My transmit runs bit-bashed out of the main Tachyon cog as my rationale is that I'd rather bit-bash it directly to the transmit port than waste time checking buffer pointers and writing to a buffer only to dedicate another cog to unravelling it all again later. That's why it's better to run at a higher baud-rate as very little time is wasted in transmitting, it is actually faster.
My thoughts exactly . And if the user needs buffered output, it's not hard to setup a second cog reading from a queue.
Receives a few commands over the terminal TX/RX to configure the output type.
Start the cogs with the correct output protocol object, passing the pins and buffer start address
Reads data into two buffers (a "back and forth", or whatever it's called) so one is being read/used by the output cogs while the other is being written to by the RX cog.
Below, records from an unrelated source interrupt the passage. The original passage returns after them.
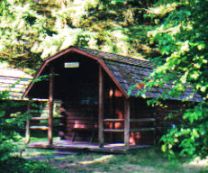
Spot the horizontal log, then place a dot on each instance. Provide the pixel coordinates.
(142, 129)
(43, 118)
(38, 127)
(113, 120)
(143, 120)
(39, 118)
(113, 130)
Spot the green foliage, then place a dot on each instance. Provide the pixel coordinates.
(180, 37)
(33, 30)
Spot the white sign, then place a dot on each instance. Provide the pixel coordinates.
(71, 65)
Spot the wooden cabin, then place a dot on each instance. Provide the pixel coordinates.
(99, 105)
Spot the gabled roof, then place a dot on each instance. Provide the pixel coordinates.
(14, 81)
(124, 71)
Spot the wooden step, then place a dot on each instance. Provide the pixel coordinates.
(39, 118)
(113, 120)
(113, 130)
(143, 120)
(39, 127)
(142, 129)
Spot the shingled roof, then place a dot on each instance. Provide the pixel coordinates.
(126, 71)
(14, 81)
(132, 72)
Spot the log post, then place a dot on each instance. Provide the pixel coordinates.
(126, 122)
(27, 128)
(100, 107)
(50, 106)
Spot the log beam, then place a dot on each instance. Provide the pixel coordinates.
(50, 106)
(100, 107)
(126, 122)
(27, 128)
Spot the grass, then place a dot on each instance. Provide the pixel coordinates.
(139, 161)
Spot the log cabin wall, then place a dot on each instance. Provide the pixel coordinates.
(77, 88)
(142, 123)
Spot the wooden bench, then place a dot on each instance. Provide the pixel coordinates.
(81, 124)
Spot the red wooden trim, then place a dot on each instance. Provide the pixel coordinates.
(76, 50)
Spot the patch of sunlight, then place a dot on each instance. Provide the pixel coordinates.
(197, 163)
(98, 160)
(172, 31)
(162, 10)
(6, 70)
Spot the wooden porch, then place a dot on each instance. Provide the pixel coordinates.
(66, 145)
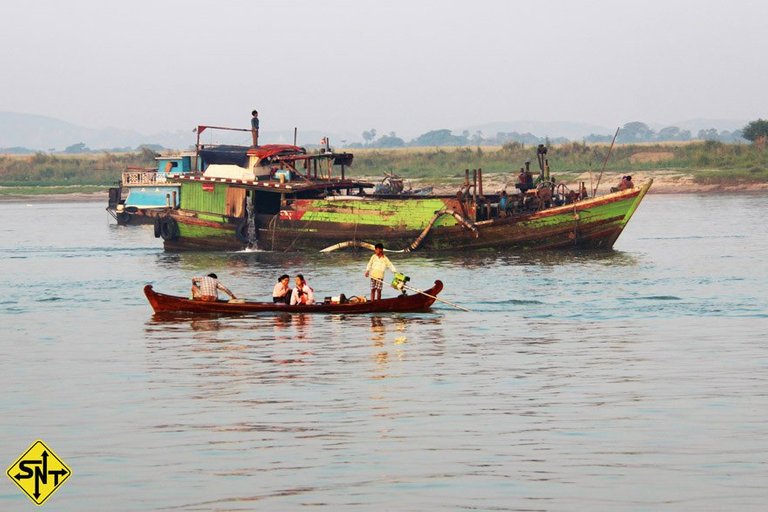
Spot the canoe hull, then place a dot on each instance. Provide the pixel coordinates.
(162, 303)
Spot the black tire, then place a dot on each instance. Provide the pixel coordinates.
(169, 230)
(241, 230)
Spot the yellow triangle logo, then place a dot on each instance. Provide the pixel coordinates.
(38, 472)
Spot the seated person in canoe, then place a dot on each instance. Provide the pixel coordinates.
(282, 292)
(207, 288)
(302, 293)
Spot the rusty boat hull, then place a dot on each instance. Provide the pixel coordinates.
(315, 224)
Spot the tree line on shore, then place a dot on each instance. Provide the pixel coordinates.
(706, 161)
(633, 132)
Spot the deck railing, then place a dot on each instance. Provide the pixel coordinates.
(138, 178)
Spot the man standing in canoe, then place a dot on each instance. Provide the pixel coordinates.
(207, 288)
(255, 127)
(375, 270)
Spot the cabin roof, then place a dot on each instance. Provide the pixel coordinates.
(292, 187)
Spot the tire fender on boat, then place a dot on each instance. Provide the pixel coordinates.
(169, 229)
(123, 217)
(241, 230)
(157, 227)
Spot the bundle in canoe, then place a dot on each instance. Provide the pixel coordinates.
(162, 303)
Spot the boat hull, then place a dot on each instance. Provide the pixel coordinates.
(162, 303)
(593, 223)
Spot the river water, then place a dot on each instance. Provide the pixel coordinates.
(632, 380)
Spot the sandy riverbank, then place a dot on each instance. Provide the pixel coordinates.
(664, 182)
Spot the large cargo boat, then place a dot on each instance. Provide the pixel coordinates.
(282, 198)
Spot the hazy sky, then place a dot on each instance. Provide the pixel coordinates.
(404, 66)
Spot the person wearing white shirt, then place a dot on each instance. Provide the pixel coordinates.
(375, 270)
(302, 293)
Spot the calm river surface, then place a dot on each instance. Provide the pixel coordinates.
(634, 380)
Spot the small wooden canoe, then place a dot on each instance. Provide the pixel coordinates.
(162, 303)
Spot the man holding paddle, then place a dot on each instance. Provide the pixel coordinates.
(375, 270)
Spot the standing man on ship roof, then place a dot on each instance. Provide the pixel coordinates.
(255, 127)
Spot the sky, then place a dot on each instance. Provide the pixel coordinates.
(403, 66)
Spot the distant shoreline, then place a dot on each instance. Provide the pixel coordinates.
(493, 183)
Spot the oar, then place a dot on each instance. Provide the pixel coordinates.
(428, 295)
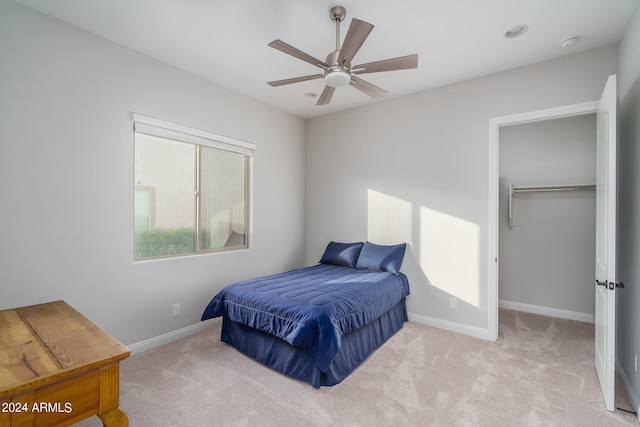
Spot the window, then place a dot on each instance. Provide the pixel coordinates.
(191, 190)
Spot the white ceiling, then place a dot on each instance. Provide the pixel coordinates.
(225, 41)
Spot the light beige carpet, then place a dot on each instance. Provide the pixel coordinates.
(540, 372)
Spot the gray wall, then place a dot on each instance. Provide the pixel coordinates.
(416, 169)
(66, 173)
(547, 255)
(629, 207)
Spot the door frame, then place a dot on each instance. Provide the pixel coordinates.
(494, 191)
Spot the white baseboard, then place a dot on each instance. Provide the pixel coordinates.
(546, 311)
(631, 393)
(160, 340)
(447, 325)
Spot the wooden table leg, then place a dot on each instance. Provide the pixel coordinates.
(115, 418)
(110, 414)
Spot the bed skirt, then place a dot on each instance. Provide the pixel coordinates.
(298, 362)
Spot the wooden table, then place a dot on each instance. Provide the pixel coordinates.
(56, 368)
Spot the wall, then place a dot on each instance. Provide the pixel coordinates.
(547, 254)
(416, 169)
(628, 299)
(66, 173)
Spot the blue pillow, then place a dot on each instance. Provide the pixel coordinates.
(381, 258)
(342, 253)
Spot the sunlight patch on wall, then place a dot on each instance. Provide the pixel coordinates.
(389, 219)
(450, 254)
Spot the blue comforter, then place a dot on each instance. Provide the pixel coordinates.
(311, 307)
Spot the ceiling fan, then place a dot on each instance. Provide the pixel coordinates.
(337, 67)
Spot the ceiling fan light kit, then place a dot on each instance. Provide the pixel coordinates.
(337, 69)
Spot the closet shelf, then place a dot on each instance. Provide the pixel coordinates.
(543, 188)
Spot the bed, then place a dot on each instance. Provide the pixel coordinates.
(319, 323)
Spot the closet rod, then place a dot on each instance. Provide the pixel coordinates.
(540, 188)
(564, 187)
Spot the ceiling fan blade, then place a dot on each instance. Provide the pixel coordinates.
(367, 88)
(277, 83)
(393, 64)
(325, 96)
(290, 50)
(356, 35)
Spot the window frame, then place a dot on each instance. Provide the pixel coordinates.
(199, 138)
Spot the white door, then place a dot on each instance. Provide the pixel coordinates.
(605, 286)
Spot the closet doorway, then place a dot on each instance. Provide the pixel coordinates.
(547, 217)
(496, 125)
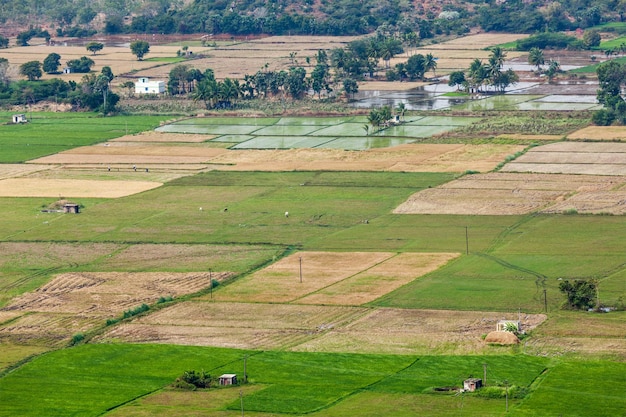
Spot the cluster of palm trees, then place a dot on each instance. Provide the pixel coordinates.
(489, 74)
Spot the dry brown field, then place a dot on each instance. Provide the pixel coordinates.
(77, 302)
(573, 158)
(315, 328)
(506, 193)
(234, 325)
(613, 133)
(280, 282)
(30, 187)
(372, 283)
(408, 158)
(19, 170)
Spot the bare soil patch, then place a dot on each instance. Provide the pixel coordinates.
(403, 331)
(19, 170)
(403, 158)
(599, 133)
(506, 193)
(573, 158)
(29, 187)
(234, 325)
(152, 136)
(379, 280)
(77, 302)
(280, 282)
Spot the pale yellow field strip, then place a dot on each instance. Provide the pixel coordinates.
(599, 133)
(35, 187)
(505, 193)
(20, 170)
(159, 137)
(235, 325)
(407, 158)
(280, 282)
(408, 331)
(379, 280)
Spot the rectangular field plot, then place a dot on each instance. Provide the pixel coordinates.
(250, 326)
(344, 129)
(363, 143)
(499, 102)
(443, 121)
(210, 129)
(378, 280)
(545, 106)
(281, 282)
(232, 138)
(221, 121)
(412, 331)
(289, 130)
(420, 131)
(281, 142)
(315, 121)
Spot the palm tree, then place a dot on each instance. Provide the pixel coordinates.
(401, 109)
(535, 57)
(430, 63)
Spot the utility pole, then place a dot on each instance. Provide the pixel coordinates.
(485, 374)
(211, 282)
(245, 371)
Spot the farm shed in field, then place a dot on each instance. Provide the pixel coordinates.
(228, 379)
(145, 86)
(508, 325)
(71, 208)
(472, 384)
(19, 118)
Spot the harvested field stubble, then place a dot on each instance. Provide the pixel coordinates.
(510, 194)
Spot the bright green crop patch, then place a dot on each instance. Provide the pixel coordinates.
(562, 392)
(47, 133)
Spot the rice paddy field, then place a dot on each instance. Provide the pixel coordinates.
(337, 271)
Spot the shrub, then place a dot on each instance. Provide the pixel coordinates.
(77, 338)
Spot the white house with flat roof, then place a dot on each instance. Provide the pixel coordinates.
(145, 86)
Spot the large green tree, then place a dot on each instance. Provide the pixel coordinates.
(140, 49)
(31, 70)
(52, 63)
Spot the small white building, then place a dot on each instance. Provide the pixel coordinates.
(19, 118)
(145, 86)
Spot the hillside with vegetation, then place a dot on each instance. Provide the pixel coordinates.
(311, 17)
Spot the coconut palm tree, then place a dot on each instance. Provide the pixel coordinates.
(536, 58)
(430, 63)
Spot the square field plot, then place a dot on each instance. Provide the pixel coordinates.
(281, 142)
(290, 130)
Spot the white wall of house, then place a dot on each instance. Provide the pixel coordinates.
(145, 86)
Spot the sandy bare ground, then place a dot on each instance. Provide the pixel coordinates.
(379, 280)
(19, 170)
(403, 331)
(133, 153)
(76, 302)
(152, 136)
(280, 282)
(408, 158)
(599, 133)
(235, 325)
(31, 187)
(573, 158)
(507, 193)
(316, 328)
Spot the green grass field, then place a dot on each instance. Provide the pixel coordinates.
(93, 379)
(49, 133)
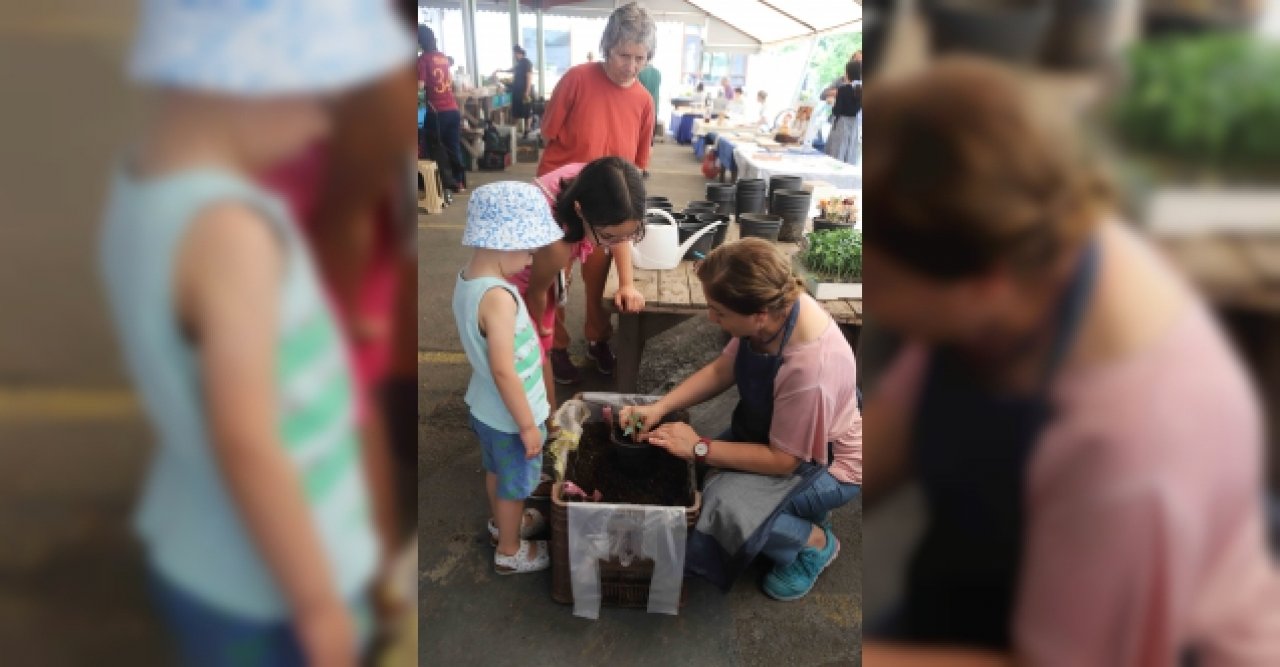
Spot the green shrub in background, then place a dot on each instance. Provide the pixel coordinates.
(1210, 100)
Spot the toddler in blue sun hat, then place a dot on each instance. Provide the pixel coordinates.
(506, 223)
(255, 516)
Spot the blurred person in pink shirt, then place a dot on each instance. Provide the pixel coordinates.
(792, 452)
(1088, 446)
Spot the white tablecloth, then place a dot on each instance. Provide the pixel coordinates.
(754, 164)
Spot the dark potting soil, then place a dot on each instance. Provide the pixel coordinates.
(593, 466)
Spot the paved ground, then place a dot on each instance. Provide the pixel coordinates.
(72, 443)
(471, 616)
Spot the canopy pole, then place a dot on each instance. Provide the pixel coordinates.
(515, 22)
(542, 54)
(469, 28)
(808, 58)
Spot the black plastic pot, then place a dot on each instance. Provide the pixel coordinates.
(721, 232)
(759, 225)
(695, 208)
(1014, 31)
(702, 246)
(1078, 35)
(782, 182)
(631, 456)
(749, 196)
(725, 195)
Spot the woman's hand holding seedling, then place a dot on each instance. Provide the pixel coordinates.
(638, 420)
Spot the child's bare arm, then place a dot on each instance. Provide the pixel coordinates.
(498, 310)
(229, 265)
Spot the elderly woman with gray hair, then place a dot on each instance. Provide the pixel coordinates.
(598, 110)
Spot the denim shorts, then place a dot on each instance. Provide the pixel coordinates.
(504, 456)
(206, 636)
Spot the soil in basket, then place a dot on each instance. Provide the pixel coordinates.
(592, 466)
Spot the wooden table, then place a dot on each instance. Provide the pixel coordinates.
(672, 297)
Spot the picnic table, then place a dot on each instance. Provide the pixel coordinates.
(673, 296)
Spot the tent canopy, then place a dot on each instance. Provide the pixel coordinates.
(734, 26)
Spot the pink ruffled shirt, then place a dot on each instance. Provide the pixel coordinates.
(551, 186)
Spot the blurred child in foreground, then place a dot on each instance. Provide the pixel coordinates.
(255, 515)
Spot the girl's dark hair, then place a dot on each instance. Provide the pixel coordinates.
(853, 71)
(426, 39)
(609, 191)
(969, 177)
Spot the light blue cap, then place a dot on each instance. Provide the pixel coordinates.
(510, 215)
(268, 48)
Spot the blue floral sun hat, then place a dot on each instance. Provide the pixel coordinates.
(510, 215)
(268, 48)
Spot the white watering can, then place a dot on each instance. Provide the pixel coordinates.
(661, 246)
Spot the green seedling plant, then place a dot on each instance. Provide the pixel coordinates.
(833, 256)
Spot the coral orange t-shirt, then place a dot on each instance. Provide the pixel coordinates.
(589, 117)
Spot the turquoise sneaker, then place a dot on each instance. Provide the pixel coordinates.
(796, 579)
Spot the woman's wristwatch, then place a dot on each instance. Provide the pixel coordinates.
(702, 450)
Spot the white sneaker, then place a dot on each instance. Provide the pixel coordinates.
(520, 562)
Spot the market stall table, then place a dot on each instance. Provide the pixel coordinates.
(682, 126)
(673, 296)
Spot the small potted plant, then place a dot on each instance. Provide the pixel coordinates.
(832, 264)
(837, 213)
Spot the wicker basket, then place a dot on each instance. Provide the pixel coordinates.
(620, 585)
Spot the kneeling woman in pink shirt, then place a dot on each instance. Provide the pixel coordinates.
(794, 450)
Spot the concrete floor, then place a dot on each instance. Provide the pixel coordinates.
(73, 444)
(471, 616)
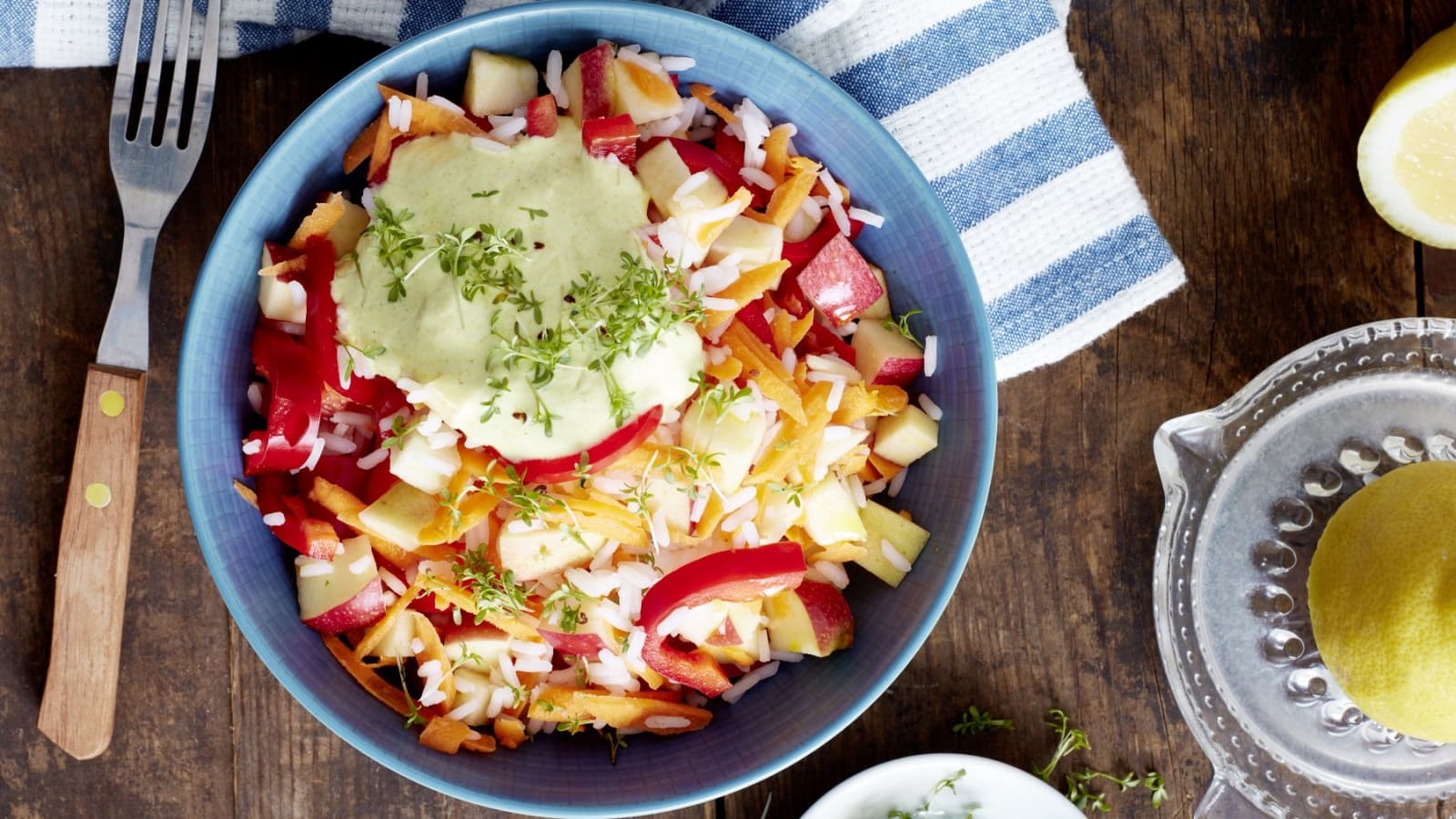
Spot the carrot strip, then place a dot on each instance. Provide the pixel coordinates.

Each output send up to 512 bytes every 30 milliseconds.
So, in my example, cogs 4 and 5 would start up the shift register object program, being passed pins 10-13 and 14-17, and being pointed to the first and second buffer 512 byte chunk start addresses. Cog 6 would start the RS485 output object program being passed pins 18-21, and Cog 7 would start the i2c output object, passed pins 22-25.
This way, the first 512bytes buffer chunk, updated at 33.33Hz, could be sent over any protocol by simply moving that hardware input device to pins 10-13 and telling the prop what output 1 protocol should be.
What baud rate are you running the RS485 at?